Under-construction cricket stadium in Islamabad, Pakistan

Islamabad Cricket Stadium is a state-of-the-art under-construction cricket stadium in Islamabad, Pakistan. The project was initiated on the directives of chairman Pakistan Cricket Board and Federal Minister of Interior, Mohsin Naqvi.

==Construction==

In December 2025, the Capital Development Authority (CDA) and the Pakistan Cricket Board (PCB) reviewed a new concept design for Islamabad's first international standard cricket stadium. The proposed location is near Sector D12 in the Margalla foothills and the expected seating capacity is around 32,000 spectators.

The project plan also includes a parking facility for nearly 10,000 vehicles. The parking area will be located about one kilometer away from the stadium for public convenience.

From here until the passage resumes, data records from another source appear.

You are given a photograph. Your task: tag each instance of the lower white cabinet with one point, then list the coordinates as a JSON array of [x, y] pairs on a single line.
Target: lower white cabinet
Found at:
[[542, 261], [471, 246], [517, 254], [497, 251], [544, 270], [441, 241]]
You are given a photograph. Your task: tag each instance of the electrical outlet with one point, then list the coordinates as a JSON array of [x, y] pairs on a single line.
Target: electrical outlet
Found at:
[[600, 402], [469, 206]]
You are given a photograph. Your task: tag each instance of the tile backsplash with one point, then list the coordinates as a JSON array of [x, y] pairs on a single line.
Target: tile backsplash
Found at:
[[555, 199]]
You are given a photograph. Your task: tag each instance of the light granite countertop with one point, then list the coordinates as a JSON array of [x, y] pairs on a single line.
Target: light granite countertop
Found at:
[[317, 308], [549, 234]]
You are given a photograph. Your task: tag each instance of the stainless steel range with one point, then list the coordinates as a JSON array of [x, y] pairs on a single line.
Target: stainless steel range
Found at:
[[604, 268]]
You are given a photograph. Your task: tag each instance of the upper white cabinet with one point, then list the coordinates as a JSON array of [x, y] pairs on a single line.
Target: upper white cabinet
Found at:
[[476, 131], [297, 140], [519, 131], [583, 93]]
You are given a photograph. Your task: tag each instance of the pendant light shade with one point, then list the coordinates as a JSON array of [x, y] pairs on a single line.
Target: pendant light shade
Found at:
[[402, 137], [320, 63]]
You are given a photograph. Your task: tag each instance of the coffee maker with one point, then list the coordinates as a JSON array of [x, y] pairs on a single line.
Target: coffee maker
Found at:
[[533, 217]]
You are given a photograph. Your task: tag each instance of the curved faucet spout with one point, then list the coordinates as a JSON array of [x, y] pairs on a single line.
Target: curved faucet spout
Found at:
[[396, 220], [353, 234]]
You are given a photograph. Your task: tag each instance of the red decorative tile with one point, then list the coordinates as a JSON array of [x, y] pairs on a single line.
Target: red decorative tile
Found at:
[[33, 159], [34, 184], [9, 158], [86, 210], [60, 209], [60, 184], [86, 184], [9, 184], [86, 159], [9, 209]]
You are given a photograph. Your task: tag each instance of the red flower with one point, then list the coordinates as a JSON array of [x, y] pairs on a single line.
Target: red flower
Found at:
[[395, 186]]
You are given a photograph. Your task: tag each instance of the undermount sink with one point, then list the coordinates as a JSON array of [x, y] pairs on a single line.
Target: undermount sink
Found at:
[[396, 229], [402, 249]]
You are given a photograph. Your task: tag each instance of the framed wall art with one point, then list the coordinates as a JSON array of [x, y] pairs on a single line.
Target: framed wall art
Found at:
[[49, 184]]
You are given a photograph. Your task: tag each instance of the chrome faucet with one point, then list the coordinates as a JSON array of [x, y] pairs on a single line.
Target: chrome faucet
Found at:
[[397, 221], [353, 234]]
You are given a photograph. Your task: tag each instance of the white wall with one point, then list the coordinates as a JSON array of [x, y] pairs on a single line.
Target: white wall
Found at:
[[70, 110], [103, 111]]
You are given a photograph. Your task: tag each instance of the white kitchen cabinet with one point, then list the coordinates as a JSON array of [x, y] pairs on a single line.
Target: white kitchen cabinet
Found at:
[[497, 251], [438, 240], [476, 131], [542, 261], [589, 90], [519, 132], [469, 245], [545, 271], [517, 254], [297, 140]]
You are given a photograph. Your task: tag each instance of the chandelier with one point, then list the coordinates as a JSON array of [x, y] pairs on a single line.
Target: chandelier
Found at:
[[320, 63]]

According to CDA officials, the originally approved PC1 estimated the project at 12 billion Pakistani rupees. After design revisions, the cost was reduced to nearly 8 billion rupees.

Officials stated that once the tendering process is completed, construction work could begin immediately. The estimated time for full project completion including the main structure is almost two years.

These new plans follow many years of delays and changes in the proposed site. Earlier proposals such as the stadium at Shakarparian were canceled.

==Facilities==
The stadium's design incorporates a high-performance center and is set to serve as the venue for a diverse array of both international and local tournaments and fixtures. Additionally, it will feature a five-star hotel designed to accommodate visiting international teams. This not only enhances their security but also contributes to alleviating traffic congestion throughout the entire city.